Now we add this ARN value to our .chalice/config.json file as the TABLE_STREAM_ARN environment variable.

{
  "stages": {
    "dev": {
      "api_gateway_stage": "api",
      "environment_variables": {
        "TABLE_STREAM_ARN": "arn:aws:dynamodb:us-west-2:1234:table/AppResources-MyApplicationTable-ABCD/stream/2020-09-30T21:05:20.854"
      }
    }
  },
  "version": "2.0",
  "app_name": "ddb-stream-demo"
}

We’re now ready to deploy our application using the chalice deploy command.

$ chalice deploy
Creating deployment package.
Creating IAM role: ddb-stream-demo-dev
Creating lambda function: ddb-stream-demo-dev-on_table_update
Subscribing ddb-stream-demo-dev-on_table_update to DynamoDB stream arn:aws:dynamodb:us-west-2:1234:table/AppResources-MyApplicationTable-ABCD/stream/2020-09-30T21:05:20.854
Resources deployed:
  - Lambda ARN: arn:aws:lambda:us-west-2:1234:function:ddb-stream-demo-dev-on_table_update

Our application is now deployed and ready to test. To test our application, we’ll create several items in our DynamoDB table. This will trigger our Lambda function which will examine each item. We should only see a log message from our Lambda function if we create an item with an Amount of 0. We can extract the DynamoDB table name from the stream ARN we’ve configured in our application, or we can query it directly from the CloudFormation stack outputs.

$ aws cloudformation describe-stacks  --stack-name AppResources \
  --query "Stacks[].Outputs[?OutputKey=='TableName'][] | [0].OutputValue"
  --output text

AppResources-MyApplicationTable-ABCD

We’ll now use the AWS CLI to create new items using the aws ddb put command.

$ TABLE_NAME=AppResources-MyApplicationTable-ABCD
$ echo '{"InvoiceId": "12345", "TransactionId": "Client1_12345", "Amount": 50}' | aws ddb put $TABLE_NAME -
$ echo '{"InvoiceId": "12345", "TransactionId": "Client2_12345", "Amount": 100}' | aws ddb put $TABLE_NAME -
$ echo '{"InvoiceId": "12345", "TransactionId": "Client3_12345", "Amount": 150}' | aws ddb put $TABLE_NAME -
$ echo '{"InvoiceId": "12345", "TransactionId": "Client4_12345", "Amount": 0}' | aws ddb put $TABLE_NAME -

The last item we’ve created should trigger an error log message because it has an Amount of 0. We can confirm this by using the chalice logs command.

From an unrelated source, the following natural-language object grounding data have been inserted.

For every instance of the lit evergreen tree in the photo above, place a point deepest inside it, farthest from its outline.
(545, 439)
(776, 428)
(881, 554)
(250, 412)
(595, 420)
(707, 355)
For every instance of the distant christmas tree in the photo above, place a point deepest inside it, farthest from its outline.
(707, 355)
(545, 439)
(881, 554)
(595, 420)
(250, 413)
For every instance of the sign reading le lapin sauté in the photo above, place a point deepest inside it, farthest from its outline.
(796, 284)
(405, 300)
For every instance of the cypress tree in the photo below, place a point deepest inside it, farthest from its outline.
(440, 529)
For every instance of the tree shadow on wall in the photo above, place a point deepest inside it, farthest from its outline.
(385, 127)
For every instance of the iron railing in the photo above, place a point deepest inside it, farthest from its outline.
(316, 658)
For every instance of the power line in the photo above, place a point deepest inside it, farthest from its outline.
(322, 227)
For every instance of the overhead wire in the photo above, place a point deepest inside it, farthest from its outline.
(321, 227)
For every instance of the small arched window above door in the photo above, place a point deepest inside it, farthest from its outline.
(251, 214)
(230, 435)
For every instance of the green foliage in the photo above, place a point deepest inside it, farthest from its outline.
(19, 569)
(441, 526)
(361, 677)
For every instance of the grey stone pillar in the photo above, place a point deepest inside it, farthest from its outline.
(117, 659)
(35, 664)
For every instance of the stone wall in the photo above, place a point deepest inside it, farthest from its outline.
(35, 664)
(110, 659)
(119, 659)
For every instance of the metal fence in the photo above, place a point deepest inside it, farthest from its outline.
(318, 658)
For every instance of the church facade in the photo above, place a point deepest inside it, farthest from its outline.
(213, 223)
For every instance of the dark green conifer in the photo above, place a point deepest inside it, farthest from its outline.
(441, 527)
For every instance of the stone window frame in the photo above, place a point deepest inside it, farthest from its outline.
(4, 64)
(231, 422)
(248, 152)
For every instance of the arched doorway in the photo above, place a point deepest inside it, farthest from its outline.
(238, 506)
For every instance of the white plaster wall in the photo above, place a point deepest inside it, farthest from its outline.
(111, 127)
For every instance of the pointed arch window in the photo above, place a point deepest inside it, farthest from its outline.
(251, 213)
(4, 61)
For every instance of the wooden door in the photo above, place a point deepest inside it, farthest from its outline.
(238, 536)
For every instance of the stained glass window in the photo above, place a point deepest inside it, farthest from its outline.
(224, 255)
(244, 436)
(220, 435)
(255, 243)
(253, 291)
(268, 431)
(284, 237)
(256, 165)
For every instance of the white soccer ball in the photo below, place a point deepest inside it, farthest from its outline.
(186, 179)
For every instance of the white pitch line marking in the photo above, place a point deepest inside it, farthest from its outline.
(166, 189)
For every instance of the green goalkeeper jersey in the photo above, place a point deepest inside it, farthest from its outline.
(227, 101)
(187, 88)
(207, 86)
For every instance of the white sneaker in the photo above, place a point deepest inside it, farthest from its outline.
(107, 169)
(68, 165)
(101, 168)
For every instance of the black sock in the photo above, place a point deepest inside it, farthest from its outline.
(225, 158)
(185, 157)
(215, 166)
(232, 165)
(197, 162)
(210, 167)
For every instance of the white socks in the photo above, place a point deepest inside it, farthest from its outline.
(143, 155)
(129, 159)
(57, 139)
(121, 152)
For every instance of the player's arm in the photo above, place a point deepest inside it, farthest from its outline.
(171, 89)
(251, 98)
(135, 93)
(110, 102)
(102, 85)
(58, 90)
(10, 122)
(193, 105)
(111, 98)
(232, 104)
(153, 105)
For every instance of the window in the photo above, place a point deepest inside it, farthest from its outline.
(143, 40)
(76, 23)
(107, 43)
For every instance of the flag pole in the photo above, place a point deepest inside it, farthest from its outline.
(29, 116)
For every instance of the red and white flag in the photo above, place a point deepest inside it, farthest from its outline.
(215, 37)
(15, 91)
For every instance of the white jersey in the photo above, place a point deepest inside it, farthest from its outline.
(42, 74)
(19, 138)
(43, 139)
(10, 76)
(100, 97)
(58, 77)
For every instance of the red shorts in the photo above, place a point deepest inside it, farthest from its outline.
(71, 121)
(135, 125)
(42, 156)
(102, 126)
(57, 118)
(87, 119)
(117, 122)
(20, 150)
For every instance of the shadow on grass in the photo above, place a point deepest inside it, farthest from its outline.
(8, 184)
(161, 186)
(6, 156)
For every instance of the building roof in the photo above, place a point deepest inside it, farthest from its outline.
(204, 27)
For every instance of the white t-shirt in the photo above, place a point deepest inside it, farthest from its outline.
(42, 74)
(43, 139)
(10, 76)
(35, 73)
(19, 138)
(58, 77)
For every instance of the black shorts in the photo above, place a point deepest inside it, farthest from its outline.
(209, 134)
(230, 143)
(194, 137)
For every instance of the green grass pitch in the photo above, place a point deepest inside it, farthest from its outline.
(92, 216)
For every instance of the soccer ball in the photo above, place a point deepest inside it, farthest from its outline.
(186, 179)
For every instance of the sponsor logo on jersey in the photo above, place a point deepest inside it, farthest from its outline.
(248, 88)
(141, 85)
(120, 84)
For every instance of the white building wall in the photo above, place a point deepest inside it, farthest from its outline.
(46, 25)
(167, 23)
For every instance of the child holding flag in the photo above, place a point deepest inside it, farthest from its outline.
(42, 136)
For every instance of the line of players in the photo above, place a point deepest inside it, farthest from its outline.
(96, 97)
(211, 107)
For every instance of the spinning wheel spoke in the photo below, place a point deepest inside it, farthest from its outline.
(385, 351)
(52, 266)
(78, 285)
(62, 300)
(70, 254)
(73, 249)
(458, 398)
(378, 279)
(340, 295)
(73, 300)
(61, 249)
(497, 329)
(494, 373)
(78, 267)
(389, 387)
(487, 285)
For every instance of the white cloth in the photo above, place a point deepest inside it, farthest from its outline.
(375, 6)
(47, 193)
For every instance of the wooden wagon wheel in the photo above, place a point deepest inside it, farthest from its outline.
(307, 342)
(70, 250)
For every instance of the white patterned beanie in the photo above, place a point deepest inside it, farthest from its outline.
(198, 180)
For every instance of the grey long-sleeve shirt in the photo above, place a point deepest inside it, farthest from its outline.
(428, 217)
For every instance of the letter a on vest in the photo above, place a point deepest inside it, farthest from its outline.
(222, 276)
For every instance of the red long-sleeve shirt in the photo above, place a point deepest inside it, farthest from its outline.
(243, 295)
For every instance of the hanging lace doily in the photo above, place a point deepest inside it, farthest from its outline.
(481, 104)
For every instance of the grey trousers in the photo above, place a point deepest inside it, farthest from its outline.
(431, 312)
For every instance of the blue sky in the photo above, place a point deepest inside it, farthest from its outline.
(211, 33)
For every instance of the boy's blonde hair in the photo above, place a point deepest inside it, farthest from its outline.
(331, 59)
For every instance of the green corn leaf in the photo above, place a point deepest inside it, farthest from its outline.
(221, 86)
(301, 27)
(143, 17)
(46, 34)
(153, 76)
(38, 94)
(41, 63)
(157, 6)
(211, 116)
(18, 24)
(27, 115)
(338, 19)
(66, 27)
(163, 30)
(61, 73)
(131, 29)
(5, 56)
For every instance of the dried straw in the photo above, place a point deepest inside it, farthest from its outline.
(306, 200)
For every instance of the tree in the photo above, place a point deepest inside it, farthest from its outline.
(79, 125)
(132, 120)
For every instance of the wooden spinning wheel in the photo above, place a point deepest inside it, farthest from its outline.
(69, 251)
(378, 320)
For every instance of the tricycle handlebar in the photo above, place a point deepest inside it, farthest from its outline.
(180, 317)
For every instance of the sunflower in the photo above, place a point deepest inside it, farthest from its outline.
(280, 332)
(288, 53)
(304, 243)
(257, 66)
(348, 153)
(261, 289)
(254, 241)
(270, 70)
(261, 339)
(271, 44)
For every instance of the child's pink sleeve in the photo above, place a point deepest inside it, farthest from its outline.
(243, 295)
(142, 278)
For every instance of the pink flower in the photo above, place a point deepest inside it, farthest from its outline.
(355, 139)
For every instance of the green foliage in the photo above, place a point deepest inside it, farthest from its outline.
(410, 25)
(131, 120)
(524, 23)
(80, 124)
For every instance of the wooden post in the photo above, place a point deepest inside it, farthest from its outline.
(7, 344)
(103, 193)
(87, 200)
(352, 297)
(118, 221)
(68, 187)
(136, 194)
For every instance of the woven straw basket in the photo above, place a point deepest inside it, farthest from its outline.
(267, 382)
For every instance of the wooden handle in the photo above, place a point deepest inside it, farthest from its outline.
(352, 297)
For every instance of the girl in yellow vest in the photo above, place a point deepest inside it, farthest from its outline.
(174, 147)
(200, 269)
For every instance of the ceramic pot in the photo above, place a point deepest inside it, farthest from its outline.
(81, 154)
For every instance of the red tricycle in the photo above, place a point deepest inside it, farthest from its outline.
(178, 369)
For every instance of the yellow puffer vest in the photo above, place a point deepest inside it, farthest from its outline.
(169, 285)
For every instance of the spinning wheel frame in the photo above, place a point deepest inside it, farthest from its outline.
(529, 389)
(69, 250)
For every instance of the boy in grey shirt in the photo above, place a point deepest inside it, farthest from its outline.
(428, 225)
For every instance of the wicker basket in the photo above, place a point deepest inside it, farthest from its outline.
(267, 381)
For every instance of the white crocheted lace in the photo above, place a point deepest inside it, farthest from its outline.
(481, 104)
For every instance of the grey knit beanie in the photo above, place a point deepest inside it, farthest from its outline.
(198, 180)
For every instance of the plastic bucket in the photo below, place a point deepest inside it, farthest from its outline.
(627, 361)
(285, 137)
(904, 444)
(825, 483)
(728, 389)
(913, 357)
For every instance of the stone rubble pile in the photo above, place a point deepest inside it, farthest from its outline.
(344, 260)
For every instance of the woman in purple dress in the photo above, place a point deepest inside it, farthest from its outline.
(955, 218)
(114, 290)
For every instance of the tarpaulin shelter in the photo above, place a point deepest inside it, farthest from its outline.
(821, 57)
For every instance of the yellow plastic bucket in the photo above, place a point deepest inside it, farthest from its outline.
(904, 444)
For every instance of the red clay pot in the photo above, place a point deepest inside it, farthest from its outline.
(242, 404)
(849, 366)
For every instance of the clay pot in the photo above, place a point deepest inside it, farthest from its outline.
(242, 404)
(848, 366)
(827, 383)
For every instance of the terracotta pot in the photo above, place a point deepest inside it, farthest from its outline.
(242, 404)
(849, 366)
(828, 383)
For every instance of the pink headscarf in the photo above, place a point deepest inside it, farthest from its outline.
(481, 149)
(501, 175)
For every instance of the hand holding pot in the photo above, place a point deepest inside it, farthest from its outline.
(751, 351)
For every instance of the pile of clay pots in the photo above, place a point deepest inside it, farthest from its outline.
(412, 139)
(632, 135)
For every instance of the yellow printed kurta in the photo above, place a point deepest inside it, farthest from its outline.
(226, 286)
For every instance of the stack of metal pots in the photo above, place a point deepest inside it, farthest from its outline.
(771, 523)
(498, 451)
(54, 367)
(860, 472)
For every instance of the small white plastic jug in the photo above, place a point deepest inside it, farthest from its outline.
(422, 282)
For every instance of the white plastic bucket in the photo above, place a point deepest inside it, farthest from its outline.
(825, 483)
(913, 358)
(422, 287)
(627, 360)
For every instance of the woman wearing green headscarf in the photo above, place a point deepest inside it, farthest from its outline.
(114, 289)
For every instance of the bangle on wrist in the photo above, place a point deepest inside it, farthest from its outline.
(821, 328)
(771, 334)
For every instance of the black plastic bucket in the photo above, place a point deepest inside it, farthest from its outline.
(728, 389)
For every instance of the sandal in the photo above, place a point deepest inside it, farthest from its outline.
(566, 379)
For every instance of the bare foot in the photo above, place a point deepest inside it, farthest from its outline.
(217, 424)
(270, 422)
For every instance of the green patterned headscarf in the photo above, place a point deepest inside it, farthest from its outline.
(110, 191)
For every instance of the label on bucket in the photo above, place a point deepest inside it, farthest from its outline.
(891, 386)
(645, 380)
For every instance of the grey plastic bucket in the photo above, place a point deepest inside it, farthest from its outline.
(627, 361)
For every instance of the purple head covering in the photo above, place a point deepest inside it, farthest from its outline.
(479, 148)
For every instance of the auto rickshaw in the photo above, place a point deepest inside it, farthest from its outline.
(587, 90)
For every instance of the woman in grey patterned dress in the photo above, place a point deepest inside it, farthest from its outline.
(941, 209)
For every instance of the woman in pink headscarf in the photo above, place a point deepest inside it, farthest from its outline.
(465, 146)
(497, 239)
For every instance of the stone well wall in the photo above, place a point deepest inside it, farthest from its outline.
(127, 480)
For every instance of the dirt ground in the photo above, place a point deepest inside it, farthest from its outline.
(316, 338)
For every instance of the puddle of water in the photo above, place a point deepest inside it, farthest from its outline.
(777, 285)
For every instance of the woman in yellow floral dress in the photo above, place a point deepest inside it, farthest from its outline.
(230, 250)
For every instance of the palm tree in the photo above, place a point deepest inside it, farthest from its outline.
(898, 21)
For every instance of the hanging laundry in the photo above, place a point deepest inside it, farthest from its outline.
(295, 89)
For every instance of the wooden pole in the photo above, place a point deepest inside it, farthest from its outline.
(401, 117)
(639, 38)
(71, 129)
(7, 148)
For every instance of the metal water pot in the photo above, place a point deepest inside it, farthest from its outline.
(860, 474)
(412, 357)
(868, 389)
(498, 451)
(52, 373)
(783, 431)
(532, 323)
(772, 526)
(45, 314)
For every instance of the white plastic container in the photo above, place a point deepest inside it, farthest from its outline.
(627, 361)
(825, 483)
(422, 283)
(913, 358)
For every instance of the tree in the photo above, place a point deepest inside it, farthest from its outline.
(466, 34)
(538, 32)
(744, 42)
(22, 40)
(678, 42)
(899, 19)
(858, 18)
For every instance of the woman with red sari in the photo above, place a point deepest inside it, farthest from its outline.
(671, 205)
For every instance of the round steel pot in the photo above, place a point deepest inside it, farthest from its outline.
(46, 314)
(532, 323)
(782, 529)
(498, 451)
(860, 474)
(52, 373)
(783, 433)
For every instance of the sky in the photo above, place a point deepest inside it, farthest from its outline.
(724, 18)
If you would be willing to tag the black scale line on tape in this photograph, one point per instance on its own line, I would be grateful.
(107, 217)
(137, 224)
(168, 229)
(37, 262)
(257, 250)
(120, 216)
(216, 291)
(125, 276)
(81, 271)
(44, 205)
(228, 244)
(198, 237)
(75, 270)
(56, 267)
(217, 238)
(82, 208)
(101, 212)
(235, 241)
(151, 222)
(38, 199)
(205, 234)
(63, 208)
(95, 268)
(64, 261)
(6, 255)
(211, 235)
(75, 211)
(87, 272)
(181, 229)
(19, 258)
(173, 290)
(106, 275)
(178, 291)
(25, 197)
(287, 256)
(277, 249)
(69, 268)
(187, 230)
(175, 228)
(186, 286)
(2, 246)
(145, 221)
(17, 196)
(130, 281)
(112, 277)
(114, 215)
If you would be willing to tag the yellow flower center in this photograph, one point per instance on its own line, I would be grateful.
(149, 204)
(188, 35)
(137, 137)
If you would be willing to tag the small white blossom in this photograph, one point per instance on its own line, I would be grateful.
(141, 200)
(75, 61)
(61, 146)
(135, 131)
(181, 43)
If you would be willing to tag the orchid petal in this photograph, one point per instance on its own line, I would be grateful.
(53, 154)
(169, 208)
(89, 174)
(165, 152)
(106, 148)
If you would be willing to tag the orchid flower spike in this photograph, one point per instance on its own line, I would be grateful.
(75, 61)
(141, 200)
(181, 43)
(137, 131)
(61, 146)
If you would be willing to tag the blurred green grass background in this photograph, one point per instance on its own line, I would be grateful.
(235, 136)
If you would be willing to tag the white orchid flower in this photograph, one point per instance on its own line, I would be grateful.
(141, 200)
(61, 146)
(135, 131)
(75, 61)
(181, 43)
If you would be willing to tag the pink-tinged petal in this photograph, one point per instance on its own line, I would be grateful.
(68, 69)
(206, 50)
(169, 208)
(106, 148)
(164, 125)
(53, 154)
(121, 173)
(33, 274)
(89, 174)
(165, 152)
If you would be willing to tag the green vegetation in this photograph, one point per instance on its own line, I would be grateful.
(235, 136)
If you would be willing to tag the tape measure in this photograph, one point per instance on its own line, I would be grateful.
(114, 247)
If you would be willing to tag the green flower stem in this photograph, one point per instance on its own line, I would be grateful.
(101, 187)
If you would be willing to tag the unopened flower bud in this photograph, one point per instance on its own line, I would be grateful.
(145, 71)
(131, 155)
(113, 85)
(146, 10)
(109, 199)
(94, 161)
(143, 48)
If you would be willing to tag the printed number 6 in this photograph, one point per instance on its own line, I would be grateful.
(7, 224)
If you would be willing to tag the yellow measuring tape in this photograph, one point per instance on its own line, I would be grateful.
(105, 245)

$ chalice logs -n on_table_update
2020-09-30 21:39:58.039000 5ff9ce ddb-stream-demo - ERROR - Amount of 0 found for record {'InvoiceId': {'S': '12345'}, 'TransactionId': {'S': 'Client4_12345'}}

We can see our expected log message indicating that one of our items had an Amount of 0.

Next Steps

You can continue to experiment by modifying your app.py file and running chalice deploy. To delete your Lambda function, you can run the chalice delete command. You can also try using the new Kinesis event handler support in Chalice, which has a similar API to DynamoDB streams.

We encourage you to try out this new functionality and let us know what you think!